Another consideration that people bring up a lot is operational overhead, meaning how hard it is to operate all of these clusters. If you've been in a situation like this before, maybe not even with Kubernetes, what you will have noticed is that oftentimes what happens is that all of these clusters look very similar at the beginning, maybe they run very different applications, but the Kubernetes cluster, like the masters are all at the same version of Kubernetes, and so forth, but over time, they tend to drift. They tend to become all of these special snowflakes. The more you have these special snowflakes, the harder it is to operate them. You get alerts all the time, and you don't know, is it like a specific version, and you have to do a bunch of work. Now we have tens or hundreds of sets of dashboards to look at, to figure out what's going on. This now becomes operationally very difficult and actually ends up slowing you down.
Now, with all of that being said, there is a model that is actually a very appropriate model under some circumstances. Lots of people choose this model, maybe not for hundreds or thousands, but lots of people choose this model of having completely separate clusters because it has some advantages, such as being easier to reason about and having very tight security boundaries. Let's say you're in this situation, and you have hundreds of clusters, and it's becoming just this huge pain. One thing you can consider is what we call multi-tenancy in Kubernetes.

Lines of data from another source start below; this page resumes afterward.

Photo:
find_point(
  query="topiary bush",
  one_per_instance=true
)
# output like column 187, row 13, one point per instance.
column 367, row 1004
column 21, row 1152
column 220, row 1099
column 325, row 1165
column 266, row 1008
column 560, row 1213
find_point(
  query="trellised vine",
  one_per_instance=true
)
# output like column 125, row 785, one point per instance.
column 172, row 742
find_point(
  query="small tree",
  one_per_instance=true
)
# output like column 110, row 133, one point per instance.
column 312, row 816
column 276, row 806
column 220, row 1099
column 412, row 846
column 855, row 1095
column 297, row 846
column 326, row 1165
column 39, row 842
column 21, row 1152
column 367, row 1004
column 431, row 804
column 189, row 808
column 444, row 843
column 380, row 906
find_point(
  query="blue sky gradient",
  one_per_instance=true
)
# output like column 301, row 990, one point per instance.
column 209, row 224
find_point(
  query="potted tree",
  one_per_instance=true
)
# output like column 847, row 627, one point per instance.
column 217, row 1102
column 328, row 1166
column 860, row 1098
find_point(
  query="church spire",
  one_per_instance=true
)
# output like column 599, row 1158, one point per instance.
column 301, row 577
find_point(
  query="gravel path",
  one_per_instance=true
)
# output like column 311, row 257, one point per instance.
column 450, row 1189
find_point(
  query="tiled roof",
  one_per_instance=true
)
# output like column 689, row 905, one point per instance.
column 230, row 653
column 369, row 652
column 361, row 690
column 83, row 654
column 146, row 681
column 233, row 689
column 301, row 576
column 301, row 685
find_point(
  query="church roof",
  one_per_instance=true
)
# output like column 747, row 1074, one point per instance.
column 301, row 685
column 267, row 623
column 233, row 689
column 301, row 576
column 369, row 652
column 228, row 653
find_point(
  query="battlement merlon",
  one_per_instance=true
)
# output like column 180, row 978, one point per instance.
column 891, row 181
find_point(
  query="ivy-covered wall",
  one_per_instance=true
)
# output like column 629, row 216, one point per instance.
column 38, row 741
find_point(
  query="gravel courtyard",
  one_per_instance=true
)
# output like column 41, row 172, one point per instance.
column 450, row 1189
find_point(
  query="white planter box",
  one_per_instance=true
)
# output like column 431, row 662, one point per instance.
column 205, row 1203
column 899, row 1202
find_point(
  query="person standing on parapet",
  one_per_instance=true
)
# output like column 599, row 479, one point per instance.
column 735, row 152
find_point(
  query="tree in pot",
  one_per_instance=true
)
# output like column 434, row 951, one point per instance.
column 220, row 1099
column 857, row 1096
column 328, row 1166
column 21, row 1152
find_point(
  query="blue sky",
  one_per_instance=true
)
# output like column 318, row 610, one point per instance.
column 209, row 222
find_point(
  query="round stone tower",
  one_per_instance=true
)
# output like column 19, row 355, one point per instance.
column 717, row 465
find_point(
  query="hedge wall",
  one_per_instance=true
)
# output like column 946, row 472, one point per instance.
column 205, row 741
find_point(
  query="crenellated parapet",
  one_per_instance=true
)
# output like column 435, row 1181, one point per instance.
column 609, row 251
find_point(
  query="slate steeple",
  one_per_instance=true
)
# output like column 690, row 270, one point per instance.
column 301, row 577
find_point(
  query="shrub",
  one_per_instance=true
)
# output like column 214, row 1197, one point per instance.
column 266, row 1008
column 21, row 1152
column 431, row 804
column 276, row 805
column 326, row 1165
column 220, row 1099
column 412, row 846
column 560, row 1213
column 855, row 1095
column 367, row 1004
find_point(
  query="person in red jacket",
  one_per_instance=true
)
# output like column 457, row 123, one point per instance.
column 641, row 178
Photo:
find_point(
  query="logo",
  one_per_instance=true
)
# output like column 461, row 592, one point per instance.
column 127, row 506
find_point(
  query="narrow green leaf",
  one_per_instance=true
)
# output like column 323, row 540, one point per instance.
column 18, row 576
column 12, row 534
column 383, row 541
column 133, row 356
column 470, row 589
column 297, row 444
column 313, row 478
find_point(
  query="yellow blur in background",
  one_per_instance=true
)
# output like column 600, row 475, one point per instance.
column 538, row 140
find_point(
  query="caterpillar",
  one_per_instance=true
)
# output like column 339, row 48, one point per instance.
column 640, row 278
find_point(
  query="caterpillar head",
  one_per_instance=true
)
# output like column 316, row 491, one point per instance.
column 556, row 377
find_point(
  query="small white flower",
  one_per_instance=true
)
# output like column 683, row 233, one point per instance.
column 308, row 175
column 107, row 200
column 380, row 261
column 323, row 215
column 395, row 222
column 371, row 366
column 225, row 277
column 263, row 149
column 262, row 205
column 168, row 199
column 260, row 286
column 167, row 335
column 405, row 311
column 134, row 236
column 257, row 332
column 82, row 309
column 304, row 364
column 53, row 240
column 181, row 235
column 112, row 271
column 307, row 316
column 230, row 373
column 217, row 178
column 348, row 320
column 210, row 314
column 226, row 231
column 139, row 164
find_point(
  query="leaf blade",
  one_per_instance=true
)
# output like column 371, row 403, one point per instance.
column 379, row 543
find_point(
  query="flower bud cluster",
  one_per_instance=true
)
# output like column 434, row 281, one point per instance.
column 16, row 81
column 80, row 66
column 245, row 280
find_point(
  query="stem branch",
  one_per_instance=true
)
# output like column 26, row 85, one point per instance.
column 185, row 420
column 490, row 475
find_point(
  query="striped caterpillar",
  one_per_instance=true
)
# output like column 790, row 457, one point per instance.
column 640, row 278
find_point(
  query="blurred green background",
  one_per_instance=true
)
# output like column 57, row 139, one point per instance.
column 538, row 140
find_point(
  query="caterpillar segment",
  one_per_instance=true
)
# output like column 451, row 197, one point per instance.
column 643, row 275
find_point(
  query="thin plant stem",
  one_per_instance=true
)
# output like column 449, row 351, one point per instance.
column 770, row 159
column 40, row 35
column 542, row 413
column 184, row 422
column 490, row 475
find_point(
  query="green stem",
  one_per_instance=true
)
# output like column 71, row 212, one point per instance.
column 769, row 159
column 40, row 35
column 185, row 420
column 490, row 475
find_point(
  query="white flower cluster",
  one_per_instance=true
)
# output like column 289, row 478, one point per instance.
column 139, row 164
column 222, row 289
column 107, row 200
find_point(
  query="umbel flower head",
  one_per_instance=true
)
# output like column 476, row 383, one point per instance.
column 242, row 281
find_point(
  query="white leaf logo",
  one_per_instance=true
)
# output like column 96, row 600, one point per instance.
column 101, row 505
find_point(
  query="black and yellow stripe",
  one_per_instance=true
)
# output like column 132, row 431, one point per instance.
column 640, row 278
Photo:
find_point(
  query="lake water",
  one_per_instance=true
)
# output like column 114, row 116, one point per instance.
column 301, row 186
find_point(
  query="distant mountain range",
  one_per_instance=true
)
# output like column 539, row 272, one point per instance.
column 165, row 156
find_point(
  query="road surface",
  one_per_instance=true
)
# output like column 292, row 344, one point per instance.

There are many definitions of multi-tenancy. When you read things on the internet about multi-tenancy in Kubernetes, you have to dig a little bit deeper to understand which model we're talking about. Usually though, what people talk about is this model that you see up on the slide here. What this model is, is you have many users that interact via the command line, and the API, and the UI, with one logical master. You have one master running, and that master now controls a large cluster - because for small clusters, it doesn't make that much sense, maybe - but a large cluster and that cluster is divided up into namespaces.
There's this concept that we just heard about in Kubernetes that's called namespaces. What namespaces are, it's very important to understand that they are virtual clusters. You have one physical cluster, but then you divide that cluster up into namespaces. That does not mean that these two nodes belong to this namespace and these three nodes belong to the next namespace. The nodes are actually shared among the namespaces, but the namespace provides a boundary that creates this universe for you. Then you can run different applications in these namespaces but still share the resources.
Let's dig into this a little bit. Usually, when you run Kubernetes, you have different roles and different kinds of users of this cluster. If you have a multi-tenant cluster, what you can have, more than likely is, you're going to have a cluster administrator. That cluster administrator, essentially, has a lot of access to all the cluster. They're the ones that set up the namespaces, they set up the resource limits, as we will see later in the talk, and they make sure that there's consistency across the namespaces in the cluster so you don't end up with this divergence and all of these different snowflakes. Of course, oftentimes, they're responsible for operating the cluster, responding to incidents and making sure everything runs smoothly.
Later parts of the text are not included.